Nigeria: ECOWAS court begins hearing in case challenging death row provisions in Nigeria's statute books

Abuja, Nigeria (PANA) - The Community Court of Justice, ECOWAS, will Tuesday begin hearing in a case brought by Nnenna Obi, a prisoner who has been on death row in Nigeria’s South-east Enugu State since 2005 challenging the provisions for mandatory death sentence in Nigeria’s statute books.

Nnenna is asking the court to hold that her conviction for murder by the High Court of Anambra State, South-east Nigeria, which was subsequently confirmed by appellate courts, violated her fundamental rights to life and dignity of human person guaranteed under sections 33 and 34 of the 1999 Nigerian constitution and Articles 4 and 5 of the
African Charter on Human and Peoples’ Rights to which the country is a signatory.

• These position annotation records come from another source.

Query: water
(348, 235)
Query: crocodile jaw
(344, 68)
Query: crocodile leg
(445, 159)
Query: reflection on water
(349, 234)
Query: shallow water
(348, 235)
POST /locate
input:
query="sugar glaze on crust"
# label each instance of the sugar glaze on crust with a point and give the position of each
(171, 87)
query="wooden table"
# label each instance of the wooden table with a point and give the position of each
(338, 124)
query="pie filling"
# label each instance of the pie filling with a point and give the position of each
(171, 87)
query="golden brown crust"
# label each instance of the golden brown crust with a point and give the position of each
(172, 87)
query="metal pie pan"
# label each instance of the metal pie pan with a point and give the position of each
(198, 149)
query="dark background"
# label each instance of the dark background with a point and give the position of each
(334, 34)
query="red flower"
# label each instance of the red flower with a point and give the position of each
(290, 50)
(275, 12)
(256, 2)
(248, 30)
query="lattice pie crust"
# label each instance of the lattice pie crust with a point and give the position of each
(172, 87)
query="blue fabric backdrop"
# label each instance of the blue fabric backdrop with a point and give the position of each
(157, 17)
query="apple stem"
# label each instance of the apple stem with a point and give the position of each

Specifically, Nnenna, who filed the case on behalf of other death row prisoners, is asking the ECOWAS court to declare that the provisions of death sentence in the laws of Nigeria are inconsistent with the provisions of the 1993 ECOWAS Revised Treaty, the International Covenant on Civil and Political Rights and other laws and treaty relating to the right to freedom from torture, cruel, inhuman and degrading treatment.

The plaintiff also wants a declaration that the provision of death sentence for anyone convicted of murder or armed robbery under the constitution and Nigeria’s criminal code were gross violations of her rights and those of other death row inmates as ECOWAS citizens.

She therefore wants the court to order Nigeria to amend, revise and alter in all its statute books at all levels the mandatory sentencing provisions of sentencing under section 319 of the Criminal Code and the relevant sections of the Robbery and Firearms Act, and replace them with provisions that allow the court the discretion of sentencing in all matters.

Moreover, she wants the court to direct the government to reconsider the sentences of the plaintiff and other death row inmates, who were sentenced under the mandatory sentencing provisions to allow the courts that sentenced them determine the appropriateness of their sentence and where necessary commute them to terms of imprisonment.